Friday, March 10, 2006

Never, never, never give up


The night before last, my 4 year old was up in the night, and I ended up sleeping in her bed to quiet her so that my husband could sleep. The next morning, I overslept, missed my workout, and felt sluggish and had a headache all day. It was a gray and rainy day.

Today, after a good night's rest I put in a 25 minute strength training workout this morning with my exercise ball and free weights and figured I'd call it a day. Then at noon time while taking a break from school with the kids, I decided to do a cardio workout for 35 minutes. I feel SO much better. I never realized that I could actually get addicted to exercise.

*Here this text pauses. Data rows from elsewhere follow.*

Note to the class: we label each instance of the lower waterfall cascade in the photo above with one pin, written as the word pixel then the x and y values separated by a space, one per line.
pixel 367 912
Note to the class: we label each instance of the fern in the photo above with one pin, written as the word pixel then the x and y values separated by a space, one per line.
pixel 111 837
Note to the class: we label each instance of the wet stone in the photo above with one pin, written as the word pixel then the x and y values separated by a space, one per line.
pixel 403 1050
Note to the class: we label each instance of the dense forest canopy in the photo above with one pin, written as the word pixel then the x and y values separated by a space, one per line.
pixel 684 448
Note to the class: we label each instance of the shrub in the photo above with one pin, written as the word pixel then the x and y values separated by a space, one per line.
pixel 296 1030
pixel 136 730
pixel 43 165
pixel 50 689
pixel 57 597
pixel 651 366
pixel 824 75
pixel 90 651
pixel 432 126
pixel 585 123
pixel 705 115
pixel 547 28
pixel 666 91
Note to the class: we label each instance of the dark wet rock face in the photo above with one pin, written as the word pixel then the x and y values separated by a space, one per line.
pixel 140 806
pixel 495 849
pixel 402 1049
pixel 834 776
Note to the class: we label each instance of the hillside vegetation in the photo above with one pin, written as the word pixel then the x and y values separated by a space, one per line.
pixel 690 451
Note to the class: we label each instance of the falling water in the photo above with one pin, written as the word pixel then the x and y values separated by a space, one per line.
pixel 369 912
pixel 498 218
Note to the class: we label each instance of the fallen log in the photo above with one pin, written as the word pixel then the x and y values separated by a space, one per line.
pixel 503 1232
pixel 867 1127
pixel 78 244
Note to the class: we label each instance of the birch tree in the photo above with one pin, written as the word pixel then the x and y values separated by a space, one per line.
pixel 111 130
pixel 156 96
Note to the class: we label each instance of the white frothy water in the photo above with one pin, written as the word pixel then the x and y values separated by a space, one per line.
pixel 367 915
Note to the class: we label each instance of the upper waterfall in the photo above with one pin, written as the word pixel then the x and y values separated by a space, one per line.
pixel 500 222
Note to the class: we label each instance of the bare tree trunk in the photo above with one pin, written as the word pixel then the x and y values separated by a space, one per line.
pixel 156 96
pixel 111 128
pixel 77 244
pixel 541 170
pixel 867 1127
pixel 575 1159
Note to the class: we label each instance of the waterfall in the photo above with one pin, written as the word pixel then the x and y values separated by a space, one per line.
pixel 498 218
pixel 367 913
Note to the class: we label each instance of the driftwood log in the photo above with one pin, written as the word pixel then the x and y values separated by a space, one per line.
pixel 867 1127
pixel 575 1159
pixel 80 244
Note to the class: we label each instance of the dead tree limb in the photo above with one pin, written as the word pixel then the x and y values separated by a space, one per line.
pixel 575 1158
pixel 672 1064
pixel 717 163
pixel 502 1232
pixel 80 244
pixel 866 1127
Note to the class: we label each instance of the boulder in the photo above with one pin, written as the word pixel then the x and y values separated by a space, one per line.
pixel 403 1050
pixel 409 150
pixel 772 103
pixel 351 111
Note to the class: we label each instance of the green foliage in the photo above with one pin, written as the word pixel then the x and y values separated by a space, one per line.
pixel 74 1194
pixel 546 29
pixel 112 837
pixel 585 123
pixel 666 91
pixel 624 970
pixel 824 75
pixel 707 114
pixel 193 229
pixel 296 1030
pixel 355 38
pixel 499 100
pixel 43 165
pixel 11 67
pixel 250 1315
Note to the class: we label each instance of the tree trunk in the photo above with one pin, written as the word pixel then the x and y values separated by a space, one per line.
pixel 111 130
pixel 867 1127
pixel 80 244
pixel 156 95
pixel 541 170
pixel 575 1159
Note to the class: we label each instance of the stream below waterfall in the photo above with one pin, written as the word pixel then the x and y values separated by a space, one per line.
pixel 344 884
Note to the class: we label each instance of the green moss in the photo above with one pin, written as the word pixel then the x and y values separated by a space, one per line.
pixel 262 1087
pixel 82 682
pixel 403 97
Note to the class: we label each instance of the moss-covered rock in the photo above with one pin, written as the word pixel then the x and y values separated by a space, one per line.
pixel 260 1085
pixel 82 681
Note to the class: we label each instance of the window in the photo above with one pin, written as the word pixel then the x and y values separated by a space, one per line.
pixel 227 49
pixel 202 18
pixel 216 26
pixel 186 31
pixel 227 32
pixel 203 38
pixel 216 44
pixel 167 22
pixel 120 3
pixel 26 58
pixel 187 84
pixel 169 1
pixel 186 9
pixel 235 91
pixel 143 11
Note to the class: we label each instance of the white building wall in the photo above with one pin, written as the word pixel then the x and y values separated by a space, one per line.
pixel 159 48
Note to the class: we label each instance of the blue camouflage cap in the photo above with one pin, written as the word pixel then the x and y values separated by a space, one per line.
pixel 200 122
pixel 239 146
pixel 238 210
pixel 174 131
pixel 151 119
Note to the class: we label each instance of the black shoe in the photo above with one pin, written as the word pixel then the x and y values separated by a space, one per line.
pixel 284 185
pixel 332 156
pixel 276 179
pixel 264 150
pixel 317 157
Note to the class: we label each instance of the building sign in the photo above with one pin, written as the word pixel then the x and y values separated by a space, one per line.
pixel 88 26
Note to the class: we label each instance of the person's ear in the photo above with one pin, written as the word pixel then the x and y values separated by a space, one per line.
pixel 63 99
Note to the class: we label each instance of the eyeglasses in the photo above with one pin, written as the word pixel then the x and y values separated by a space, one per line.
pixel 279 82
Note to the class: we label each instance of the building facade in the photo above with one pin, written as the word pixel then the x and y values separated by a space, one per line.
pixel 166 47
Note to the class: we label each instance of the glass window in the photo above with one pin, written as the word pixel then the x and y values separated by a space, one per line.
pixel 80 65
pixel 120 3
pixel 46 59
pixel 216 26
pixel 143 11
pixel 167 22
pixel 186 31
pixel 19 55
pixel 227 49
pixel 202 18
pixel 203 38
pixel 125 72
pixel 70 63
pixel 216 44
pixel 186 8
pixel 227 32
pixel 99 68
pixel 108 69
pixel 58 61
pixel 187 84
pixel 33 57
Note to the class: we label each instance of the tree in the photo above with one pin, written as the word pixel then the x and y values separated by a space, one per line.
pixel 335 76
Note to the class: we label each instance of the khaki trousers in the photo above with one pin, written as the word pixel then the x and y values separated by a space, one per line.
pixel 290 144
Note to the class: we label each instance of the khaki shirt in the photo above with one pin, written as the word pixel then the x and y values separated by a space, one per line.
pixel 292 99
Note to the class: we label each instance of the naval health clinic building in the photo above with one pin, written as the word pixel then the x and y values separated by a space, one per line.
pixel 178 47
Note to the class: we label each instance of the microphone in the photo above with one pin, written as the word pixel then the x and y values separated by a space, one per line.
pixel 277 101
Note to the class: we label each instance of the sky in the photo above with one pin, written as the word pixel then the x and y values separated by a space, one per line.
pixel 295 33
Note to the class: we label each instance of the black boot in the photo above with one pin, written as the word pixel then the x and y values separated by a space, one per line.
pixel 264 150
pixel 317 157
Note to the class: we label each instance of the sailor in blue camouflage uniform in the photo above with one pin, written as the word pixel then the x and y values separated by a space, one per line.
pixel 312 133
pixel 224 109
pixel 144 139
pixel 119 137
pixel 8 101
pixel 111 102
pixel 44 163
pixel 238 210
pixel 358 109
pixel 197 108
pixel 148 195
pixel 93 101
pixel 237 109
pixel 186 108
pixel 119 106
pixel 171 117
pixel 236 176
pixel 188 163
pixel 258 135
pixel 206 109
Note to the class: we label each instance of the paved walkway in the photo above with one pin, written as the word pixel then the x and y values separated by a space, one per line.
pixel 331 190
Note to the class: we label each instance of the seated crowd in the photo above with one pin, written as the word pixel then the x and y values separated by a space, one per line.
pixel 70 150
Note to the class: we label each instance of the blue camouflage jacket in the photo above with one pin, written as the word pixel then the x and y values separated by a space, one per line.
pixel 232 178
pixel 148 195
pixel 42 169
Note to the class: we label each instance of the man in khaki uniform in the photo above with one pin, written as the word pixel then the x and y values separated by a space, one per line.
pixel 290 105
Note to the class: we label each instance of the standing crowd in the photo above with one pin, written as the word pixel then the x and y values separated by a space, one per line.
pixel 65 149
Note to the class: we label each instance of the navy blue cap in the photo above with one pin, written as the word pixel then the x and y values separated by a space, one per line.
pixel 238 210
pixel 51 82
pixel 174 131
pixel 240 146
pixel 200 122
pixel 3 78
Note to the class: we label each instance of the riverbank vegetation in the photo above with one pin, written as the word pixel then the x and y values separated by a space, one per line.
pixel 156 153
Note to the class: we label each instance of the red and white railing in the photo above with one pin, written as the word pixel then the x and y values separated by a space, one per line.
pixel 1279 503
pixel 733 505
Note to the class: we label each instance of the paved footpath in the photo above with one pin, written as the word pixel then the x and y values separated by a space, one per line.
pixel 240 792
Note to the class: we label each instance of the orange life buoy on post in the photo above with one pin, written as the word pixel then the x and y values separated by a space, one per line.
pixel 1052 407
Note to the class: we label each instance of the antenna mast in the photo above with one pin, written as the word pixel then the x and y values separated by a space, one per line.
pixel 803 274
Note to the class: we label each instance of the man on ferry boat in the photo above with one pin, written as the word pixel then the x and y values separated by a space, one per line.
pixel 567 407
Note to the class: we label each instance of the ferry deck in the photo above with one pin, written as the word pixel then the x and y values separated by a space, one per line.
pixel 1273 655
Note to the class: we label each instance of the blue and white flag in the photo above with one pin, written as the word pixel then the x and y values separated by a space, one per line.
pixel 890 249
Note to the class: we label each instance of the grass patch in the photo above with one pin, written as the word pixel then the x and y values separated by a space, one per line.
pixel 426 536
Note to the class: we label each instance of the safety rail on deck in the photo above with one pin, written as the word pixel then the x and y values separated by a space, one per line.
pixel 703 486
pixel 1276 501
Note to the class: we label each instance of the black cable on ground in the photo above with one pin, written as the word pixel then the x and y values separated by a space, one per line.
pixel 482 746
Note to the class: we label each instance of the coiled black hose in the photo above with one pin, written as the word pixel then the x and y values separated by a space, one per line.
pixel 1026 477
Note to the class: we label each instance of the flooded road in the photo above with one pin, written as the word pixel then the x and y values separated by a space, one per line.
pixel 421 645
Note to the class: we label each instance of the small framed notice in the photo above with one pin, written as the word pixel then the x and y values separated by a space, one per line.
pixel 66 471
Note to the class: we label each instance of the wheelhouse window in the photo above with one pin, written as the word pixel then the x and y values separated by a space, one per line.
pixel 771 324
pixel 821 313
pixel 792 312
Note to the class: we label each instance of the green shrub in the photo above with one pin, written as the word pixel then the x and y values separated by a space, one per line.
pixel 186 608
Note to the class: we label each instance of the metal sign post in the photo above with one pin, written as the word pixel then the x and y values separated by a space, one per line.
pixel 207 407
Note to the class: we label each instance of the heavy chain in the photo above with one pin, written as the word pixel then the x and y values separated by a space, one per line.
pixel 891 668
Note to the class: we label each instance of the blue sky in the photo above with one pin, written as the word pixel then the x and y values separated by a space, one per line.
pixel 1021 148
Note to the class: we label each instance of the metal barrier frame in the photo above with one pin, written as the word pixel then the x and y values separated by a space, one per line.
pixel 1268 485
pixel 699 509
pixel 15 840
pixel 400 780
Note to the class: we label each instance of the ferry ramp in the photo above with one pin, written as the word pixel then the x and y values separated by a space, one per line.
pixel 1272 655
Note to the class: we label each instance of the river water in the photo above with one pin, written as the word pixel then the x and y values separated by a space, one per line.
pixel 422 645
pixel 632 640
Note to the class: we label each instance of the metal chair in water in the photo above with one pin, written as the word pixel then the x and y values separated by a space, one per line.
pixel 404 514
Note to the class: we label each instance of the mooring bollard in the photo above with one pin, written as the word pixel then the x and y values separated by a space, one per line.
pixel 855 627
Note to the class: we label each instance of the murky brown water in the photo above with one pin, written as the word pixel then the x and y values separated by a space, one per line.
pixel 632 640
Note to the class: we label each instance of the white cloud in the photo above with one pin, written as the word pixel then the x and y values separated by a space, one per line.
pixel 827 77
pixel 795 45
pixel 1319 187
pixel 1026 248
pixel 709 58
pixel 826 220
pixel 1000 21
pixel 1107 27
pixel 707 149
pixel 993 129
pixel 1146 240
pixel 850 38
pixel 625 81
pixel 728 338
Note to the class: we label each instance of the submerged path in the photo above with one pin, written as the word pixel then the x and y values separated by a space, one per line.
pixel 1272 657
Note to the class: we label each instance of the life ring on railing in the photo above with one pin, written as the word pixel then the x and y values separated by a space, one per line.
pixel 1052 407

My workouts have been daily since the beginning of the year. People have noticed I look thinner. I still have not dropped a pound. I found this reassuring article which I have excerpted below:
The goal is to consume as many calories as you can while still losing body fat and maintaining or gaining lean muscle. If your calories are already below normal, don’t restrict them further. Instead stick with your current amount and focus on becoming stronger and more active, so you can gradually increase your calories to a normal healthy level. If your calorie intake is already in a healthy range, decrease it only slightly, and only if necessary. A small reduction of about 250 calories a day, or 10-15 percent less than usual, is more likely to protect your lean muscle and less likely to trigger a slow-down in your metabolism.

Following this type of routine, it’s possible to gain about one pound of muscle per week and lose about one pound of fat per week. The end result is that the number on the scale might not move much at all, it may even go up. Your clothes will get loser and your self-esteem will sky-rocket. Yet the number on the scale won't budge!?!?! It's at this point that a lot of people will chuck the weight training because they don't understand the physiology of what's happening.

The truth is that when you're strength training it's possible to get smaller and heavier at the same time. Muscle is a much denser tissue than fat. A pound of muscle is like a little chunk of gold, while a pound of fat is like a big fluffy bunch of feathers. The fat takes up more space on your body. At this point, it's best to toss out the bathroom scale and rely on the way you look and the way your clothes fit. The scale can be misleading and discourage you when you're actually doing great.


So, since I feel better, look better and sleep better, I will not give up. I know this is getting repetitive, but I want to maintain this physical discipline. At this point it is actually an exercise in faith for me, because I am doing the work without immediately seeing the rewards on the scale. But faith is the substance of things hoped for, the evidence of things seen, and I trust that my leaner, healthier body is on her way.